A Second Simple Nitrogen Laser
Using “Doorknob” Capacitors
in a Voltage-Doubling Circuit,
Primarily Intended as a Research Tool


This page presents the design and construction of a nitrogen laser that can be built by a Do-It-Yourselfer. It is a scaled-up version of a smaller and simpler previous design.

The laser is constructed, as much as possible, from materials that are available at hardware stores and hobby shops: plastic “lumber”, aluminum rulers, steel rods, compression fittings, pieces of basswood and spruce, etc. I used a commercial spark gap, but it is eminently feasible to build one. The two items used in this design that are not easy for a do-it-yourselfer to construct are the “doorknob” capacitors, which are available from time to time on eBay; and the fused silica windows, likewise an eBay item, though it is possible to use fused silica microscope slides, which I buy from EMS.

This laser uses either nitrogen or a mixture of nitrogen and helium at low pressure (roughly 30-90 Torr each), runs at 25-30 kV, and puts out pulses of more than 1.6 millijoules, lasting ~8 nsec FWHM. This corresponds to average pulse power of 160 kW and (assuming a vaguely sinusoidal pulse shape) peak power of roughly 230 kW. It is enough power to make small sparks if you focus the beam onto a metal surface:

[For anyone who is reading this before the prototype is completed & tested, those numbers are placeholders that I have achieved with the prototype, and will be replaced by higher numbers when I get the prototype optimized better.]


Construction and operation of this laser (or any high-performance pulsed laser, particularly one that emits output that is invisible) should be attempted only by people who have been trained to handle lasers and high voltages. The term “training” includes relevant and appropriate DIY experience; but if you have never built a working nitrogen or TEA CO2 laser before, this is not the right place to start. Even the previous design, referred to above, is a bit difficult for a beginner.

General Plan

(30 July, 2005; 4 August, 2005; 7 October, 2005; May and June and September, 2006; October 2009.)

This laser is intended to operate at reduced pressure, though there is some chance that it will work with a full atmosphere of helium inside the head. The channel is roughly 3 mm deep (the actual depth depends on discharge parameters, as well as the width of the electrodes) and about 22 mm wide. It has active length of about 600 mm, but the electrodes are about 914 mm long (this may help to reduce the amount of sparking at the electrode ends). The overall length of the head is approximately 950 mm.

The switch is an EG&G GP-32B spark gap, which is rated up to at least 30 kV in air.
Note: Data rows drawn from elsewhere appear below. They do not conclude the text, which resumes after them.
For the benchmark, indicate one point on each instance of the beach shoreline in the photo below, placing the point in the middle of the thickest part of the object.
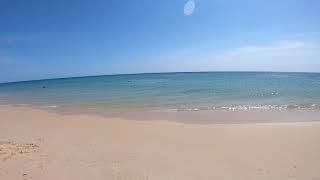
(36, 144)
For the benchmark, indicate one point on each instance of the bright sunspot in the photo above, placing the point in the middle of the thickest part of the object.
(189, 8)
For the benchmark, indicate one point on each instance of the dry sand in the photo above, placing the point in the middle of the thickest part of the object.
(35, 144)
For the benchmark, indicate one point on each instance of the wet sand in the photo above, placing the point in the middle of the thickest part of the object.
(36, 144)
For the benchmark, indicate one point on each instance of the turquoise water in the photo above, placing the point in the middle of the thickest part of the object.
(172, 91)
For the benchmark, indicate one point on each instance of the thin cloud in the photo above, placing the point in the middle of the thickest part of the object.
(276, 46)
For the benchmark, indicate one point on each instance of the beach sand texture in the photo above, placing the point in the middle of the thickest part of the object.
(35, 144)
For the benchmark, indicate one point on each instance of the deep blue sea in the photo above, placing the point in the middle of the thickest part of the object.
(230, 91)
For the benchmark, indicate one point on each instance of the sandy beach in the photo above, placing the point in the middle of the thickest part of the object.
(35, 144)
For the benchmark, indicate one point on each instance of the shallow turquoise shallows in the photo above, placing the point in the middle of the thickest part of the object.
(172, 91)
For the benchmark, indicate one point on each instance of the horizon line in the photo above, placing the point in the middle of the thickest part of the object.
(168, 72)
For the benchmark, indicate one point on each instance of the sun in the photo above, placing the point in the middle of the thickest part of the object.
(189, 8)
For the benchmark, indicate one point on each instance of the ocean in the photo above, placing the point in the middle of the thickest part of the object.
(194, 91)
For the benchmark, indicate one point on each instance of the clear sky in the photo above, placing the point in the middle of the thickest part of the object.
(61, 38)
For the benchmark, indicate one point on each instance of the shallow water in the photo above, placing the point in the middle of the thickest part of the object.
(171, 92)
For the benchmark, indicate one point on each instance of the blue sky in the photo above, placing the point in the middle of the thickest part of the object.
(49, 39)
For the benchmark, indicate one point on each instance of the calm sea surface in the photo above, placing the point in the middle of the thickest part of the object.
(230, 91)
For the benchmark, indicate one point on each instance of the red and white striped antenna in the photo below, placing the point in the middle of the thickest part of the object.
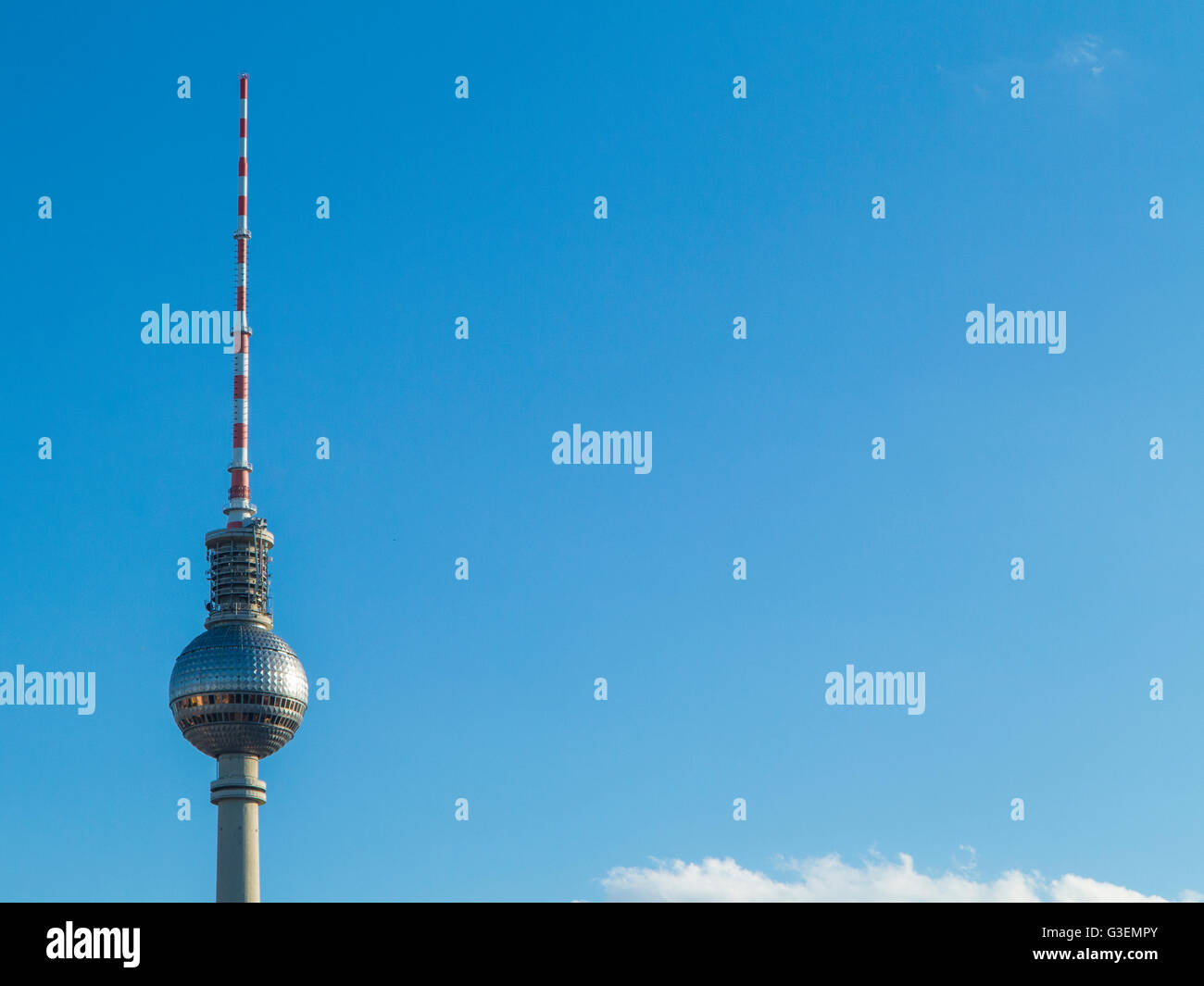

Although such gaps are available on eBay from time to time, it is eminently possible to construct your own triggered spark gap if you cannot buy one or even simply prefer not to. I must, however, stress the fact that a triggered gap with low inductance is almost certainly required for good performance. Any gap with excessive inductance is (in the words of an earlier era) unlikely to give satisfaction.

Here is the schematic diagram of the laser:

The preionizer is a coating of 100-mesh silicon carbide powder embedded in a thin layer of epoxy on the inner surface of the upper sidewall of the head. It is connected to the electrodes by steel rods that also serve to space the upper sidewall away from the electrodes. I have indicated a charging inductor here, but you may find that a resistor works better; it is a good idea to try it both ways.

Materials and Construction

Here are some of the things you will need if you want to build this laser:

(Two aluminum rulers, 1/8" thick and at least 35" long; two wooden yardsticks, about an inch and a half wide; two pieces of spruce from the hobby shop, 3/16" square; two more pieces of spruce, either 1/4" square or, if you can’t find that size, 1/4" x 3/8" or even 1/4" x 1/2"; one or more tubes of silicone rubber caulk. I have found that the “XST” paintable version, shown in the photo, works better for me than other versions I’ve tried.)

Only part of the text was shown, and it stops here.